Starting point is 00:05:19 Of course, it's a very science fiction idea because there are. are lots of problems, including the problems of verification and the problems of keeping data private using cryptography and still being able to compute on top of that data, maybe with fully homomorphic encryption. All of these problems continue to be outstanding, but it's not something that's inconceivable. Well, I love Ali's vision there. I love it too, especially given that quote, I think it was Asimov that today's science fiction is tomorrow's science fact. Ali, I know you have a meta-framework for thinking about all this stuff that I've heard you share before. Can you share that now too? Yeah, there is this broader narrative that has existed
Starting point is 00:05:57 for quite some time now that's only becoming much more accentuated now with the development of things like LLMs. Actually, if I met really quickly, just for listeners who aren't already familiar, just as context. So in LLM, it stands for a large language model and it uses some of the technology that was developed at Google. Back in 2017, there's this famous paper known as attention is all you need. That was the title of the paper. And it outlined what are now known. as transformers. And that's at the basis, basically, of some of the new models that people have been training these days, including chat GPT and so on. All of these are large language models or LLM's. There was that famous, I think 2018 line from Peter Thiel that AI is communist and crypto is
Starting point is 00:06:37 libertarian. That line is like very on point, actually, because AI and crypto in many ways are natural counterweights for one another. And maybe we can go deep over the course of the podcast into each one of these as we go through examples, but there are four major ways in which that's true. The first is that AI is very much a technology that thrives and enables top-down centralized control, whereas crypto is a technology that's all about bottom-up decentralized cooperation. And in many ways, actually, you can think of crypto as the study of building systems that are decentralized that enable large-scale cooperation of humans where there isn't really any central point of control. And so that's one natural way in which these two technologies are
Starting point is 00:07:19 counterweight for one another. Another one is that AI is a sustaining innovation in that it reinforces the business models of existing technology companies because it helps them make top down decisions. And the best example of this would be Google being able to decide exactly what add to display for each of their users across billions of users and billions of page views, whereas crypto is actually a fundamentally disruptive innovation in that it has a business model that's fundamentally at odds with the business models of big tech companies. And so as a result, it's a movement that is spearheaded by rebels, by the fringes, as opposed to being led by the incumbents.

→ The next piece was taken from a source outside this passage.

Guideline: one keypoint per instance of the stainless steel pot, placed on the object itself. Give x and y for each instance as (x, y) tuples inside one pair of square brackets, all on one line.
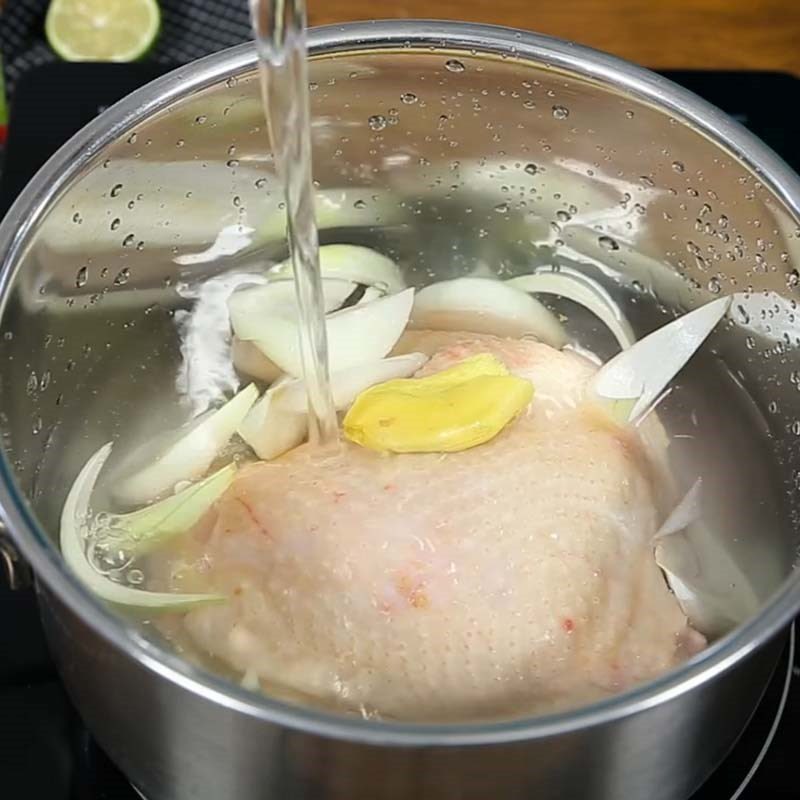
[(437, 131)]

Starting point is 00:07:56 So that's the second. A third one is that AI will probably relate and interplay a lot with all of the trends towards privacy because AI as a technology has built in all sorts of incentives that move us towards less individual privacy because we, will have companies that want access to all of our data. And AI models that are trained on more and more data will become more and more effective. And so I think that that leads us down a path of the AI Panopticon where there's just collective aggregation of everyone's data into the training of these enormous models in order to make these models as good as possible.

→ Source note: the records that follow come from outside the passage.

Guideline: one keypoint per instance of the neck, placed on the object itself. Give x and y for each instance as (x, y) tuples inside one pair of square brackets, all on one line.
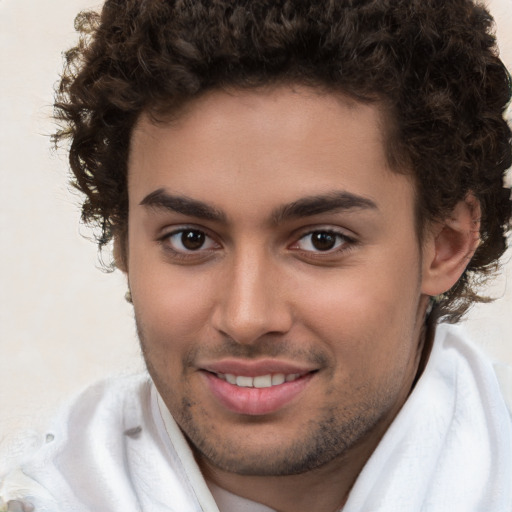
[(324, 489)]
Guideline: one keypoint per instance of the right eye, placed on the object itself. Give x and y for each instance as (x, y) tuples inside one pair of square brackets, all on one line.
[(189, 240)]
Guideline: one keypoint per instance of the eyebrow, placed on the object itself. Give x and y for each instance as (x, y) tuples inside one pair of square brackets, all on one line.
[(315, 205), (161, 200), (304, 207)]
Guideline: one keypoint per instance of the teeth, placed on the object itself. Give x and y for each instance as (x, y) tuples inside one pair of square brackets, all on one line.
[(278, 378), (244, 382), (264, 381), (230, 378), (261, 381)]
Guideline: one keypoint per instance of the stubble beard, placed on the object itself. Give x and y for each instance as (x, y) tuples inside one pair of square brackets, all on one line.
[(328, 437)]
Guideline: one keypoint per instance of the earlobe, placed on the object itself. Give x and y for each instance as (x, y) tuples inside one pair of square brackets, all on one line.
[(450, 247), (120, 254)]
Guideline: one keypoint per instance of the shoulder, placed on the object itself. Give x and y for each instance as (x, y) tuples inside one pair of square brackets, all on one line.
[(492, 375), (86, 437)]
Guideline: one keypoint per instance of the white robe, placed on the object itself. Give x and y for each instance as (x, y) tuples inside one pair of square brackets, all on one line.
[(117, 449)]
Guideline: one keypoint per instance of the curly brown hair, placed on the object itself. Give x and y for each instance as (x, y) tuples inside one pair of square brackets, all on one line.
[(433, 62)]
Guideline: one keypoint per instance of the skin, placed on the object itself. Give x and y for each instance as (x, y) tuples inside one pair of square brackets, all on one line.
[(256, 288)]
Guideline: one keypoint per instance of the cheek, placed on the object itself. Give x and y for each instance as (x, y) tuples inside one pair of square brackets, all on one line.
[(366, 316), (171, 307)]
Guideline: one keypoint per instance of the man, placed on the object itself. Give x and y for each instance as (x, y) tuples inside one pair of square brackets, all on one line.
[(298, 193)]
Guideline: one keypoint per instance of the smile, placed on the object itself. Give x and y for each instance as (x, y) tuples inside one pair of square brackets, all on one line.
[(260, 381)]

Starting point is 00:08:34 Whereas crypto moves us towards the opposite direction, which is a direction of increasing individual privacy. It's a direction of increasing sovereignty where users have control over their own data. And those two trends, I think, will be very important. And this is just another important way in which crypto is the counterweight for AI. And maybe the final one has to do with this latest trend in AI, the fact that AI is now very clearly a powerful technology for generating new art is now a creative tool that will lead us to infinite abundance of media, infinite creativity in many ways. And crypto is a counterweight to that, because It helps us cut through all of the abundance and helping us distinguish what's created by humans versus what's created by AI.
Starting point is 00:09:19 And cryptography will be an essential part of maintaining and preserving what actually is human in a world where a thousand X more of the content is actually artificially generated. So these are all things that we can talk about, but I think that there is this important meta-narrative. And these two technologies are very much diametrically opposing in many respects. So maybe, Ali, to add to that, this is a wonderful summary. And I would say also that there's also a lot of areas where techniques from AI are having an impact in blockchains and vice versa, where techniques from blockchains are having an impact in AI. I'll give a brief answer here because we're going to dive into the details in just a minute. But there are many points of intersection.
Starting point is 00:09:59 I guess we'll talk about applications of zero knowledge from machine learning in just a minute. But I also want to touch on all these applications where machine learning itself can be used to write code. So, for example, machine learning can be used to write solidity code that goes into contract. It can be used to find maybe errors in codes and so on. There's points of intersection where machine learning can be used to generate deepfakes and blockchains can actually help to protect against deep fakes. And so I guess we're going to touch on all these points. But the interesting thing is that there's really quite a lot of intersection between blockchains and machine learning. Yeah, before we dive into those, one question I have for you, Dan, is do you agree with that?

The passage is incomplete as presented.